One media corporation, RealNetworks, saw the problem with this. At first they tried to license the software from Apple, but Apple refused citing fears that licensing the DRM software might make it easier for people to find ways to circumvent the DRM.
Eventually, in 2004, RealNetworks reverse engineered Fairplay so that music from their media player could be played on the iPod as well. Apple retorted, claiming that RealNetworks had “adopted the tactics and ethics of a hacker to break into the iPod®”. In the end RealNetworks had to back down because DRM law did not allow them to inter-operate without Apple's consent.
Concerns over this monopoly has caused several countries to raise their eyebrows. In Norway, a group in charge of investigating the case has declared Apple's DRM illegal. Since then, Apple has done nothing to comply with Norway's mandates. In February 2008, Norway gave them a deadline of November 3 to comply. As of November 7, however, they have done nothing.
In response to Apple's Fairplay technology, Microsoft developed a similar system called PlaysForSure. The chief difference from Fairplay is that Microsoft licensed PlaysForSure to third-party vendors. In theory, someone could buy music from any of the licensed vendors and play it as long as they had a certified player.
Everything gets to work together. It sounds like a great solution – too good to be true. It was. The same company who created PlaysForSure abandoned it in 2006 when they came out with their new portable media player, the Zune. For reasons which are unknown, the Zune uses a separate DRM system that is incompatible with PlaysForSure.
The primary argument in support of DRM has been economic: that DRM is necessary in order to prevent copyright infringement and piracy. However, the basis of this argument is rather shallow and it does not appear to be backed up with solid empirical evidence. In fact, in the past few years, several publishers have backed away from using DRM because it hurt their bottom line.
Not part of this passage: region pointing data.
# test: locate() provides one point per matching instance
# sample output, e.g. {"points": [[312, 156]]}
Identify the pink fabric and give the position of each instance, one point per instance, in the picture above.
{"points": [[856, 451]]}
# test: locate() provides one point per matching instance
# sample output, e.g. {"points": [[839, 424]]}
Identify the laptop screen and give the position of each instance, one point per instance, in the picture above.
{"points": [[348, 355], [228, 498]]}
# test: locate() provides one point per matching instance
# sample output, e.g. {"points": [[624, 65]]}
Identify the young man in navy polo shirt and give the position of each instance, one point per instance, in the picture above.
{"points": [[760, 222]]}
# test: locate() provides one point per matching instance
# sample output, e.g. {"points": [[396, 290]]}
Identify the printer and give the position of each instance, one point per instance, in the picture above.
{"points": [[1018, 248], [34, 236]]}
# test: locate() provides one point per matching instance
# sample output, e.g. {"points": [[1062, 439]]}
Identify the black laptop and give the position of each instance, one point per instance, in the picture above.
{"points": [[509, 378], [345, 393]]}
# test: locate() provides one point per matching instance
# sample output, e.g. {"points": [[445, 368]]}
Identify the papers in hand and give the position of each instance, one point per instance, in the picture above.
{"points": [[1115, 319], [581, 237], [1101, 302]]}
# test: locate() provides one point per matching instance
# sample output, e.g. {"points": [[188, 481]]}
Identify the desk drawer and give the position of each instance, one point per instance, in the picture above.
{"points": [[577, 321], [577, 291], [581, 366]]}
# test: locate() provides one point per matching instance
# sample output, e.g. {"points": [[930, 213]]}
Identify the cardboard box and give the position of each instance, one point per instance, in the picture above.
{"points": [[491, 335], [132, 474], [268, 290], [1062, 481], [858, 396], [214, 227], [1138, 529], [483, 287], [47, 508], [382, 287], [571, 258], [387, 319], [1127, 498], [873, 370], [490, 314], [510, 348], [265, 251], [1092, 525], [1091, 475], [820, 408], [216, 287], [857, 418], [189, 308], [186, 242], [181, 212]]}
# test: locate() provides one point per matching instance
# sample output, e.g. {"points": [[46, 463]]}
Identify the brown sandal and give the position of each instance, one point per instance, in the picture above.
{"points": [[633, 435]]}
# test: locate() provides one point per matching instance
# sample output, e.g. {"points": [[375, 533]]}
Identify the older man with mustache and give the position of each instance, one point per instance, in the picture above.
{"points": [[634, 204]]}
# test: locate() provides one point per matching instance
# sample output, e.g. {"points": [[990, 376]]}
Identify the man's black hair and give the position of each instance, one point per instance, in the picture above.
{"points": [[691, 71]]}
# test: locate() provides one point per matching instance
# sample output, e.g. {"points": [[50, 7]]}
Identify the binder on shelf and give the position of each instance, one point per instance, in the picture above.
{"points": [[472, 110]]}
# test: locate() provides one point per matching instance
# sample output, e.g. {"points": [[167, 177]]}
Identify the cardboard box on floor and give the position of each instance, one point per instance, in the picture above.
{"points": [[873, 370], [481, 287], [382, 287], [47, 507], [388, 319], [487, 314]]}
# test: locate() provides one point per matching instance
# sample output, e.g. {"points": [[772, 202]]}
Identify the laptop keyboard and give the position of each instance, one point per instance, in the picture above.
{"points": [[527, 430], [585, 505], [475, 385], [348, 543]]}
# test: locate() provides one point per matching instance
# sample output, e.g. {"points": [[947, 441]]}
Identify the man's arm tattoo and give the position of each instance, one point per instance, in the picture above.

Random House Audio is one such publisher. Their original foray into DRM was motivated by preventing piracy. After a time, they tested the assumption by releasing some of their audio books without DRM and then monitoring file sharing networks. In the end, they came to the conclusion “that D.R.M. is not actually doing anything to prevent piracy”.
In some cases DRM has caused significant backlash. EA's recent game Spore is one example. The game requires activation over the Internet. Once the game has been activated three times, it is unable to be installed again. Unhappy users flooded Amazon with grips about the DRM based restrictions. The end result? Well, Spore may very well be the most pirated video game to date in spite of the fact that significant parts of the game are inaccessible in the pirated versions.
So what motive is there for DRM? Jim Griffin summaries the situation:
Lawyers and technologists continue to sell this snake oil of control, whether it's from the court and the police [RIAA legal jihad], or whether it's coming from technology [DRM] … When I was 14, I told girls I loved them to sleep with them too. It was a fiction. Steve Jobs just leaves a little money on the table.
We see Jobs and Gates making promises to the content industry that they have no intention of keeping. It's the promise you make to move forward. The content owner wants to hear it.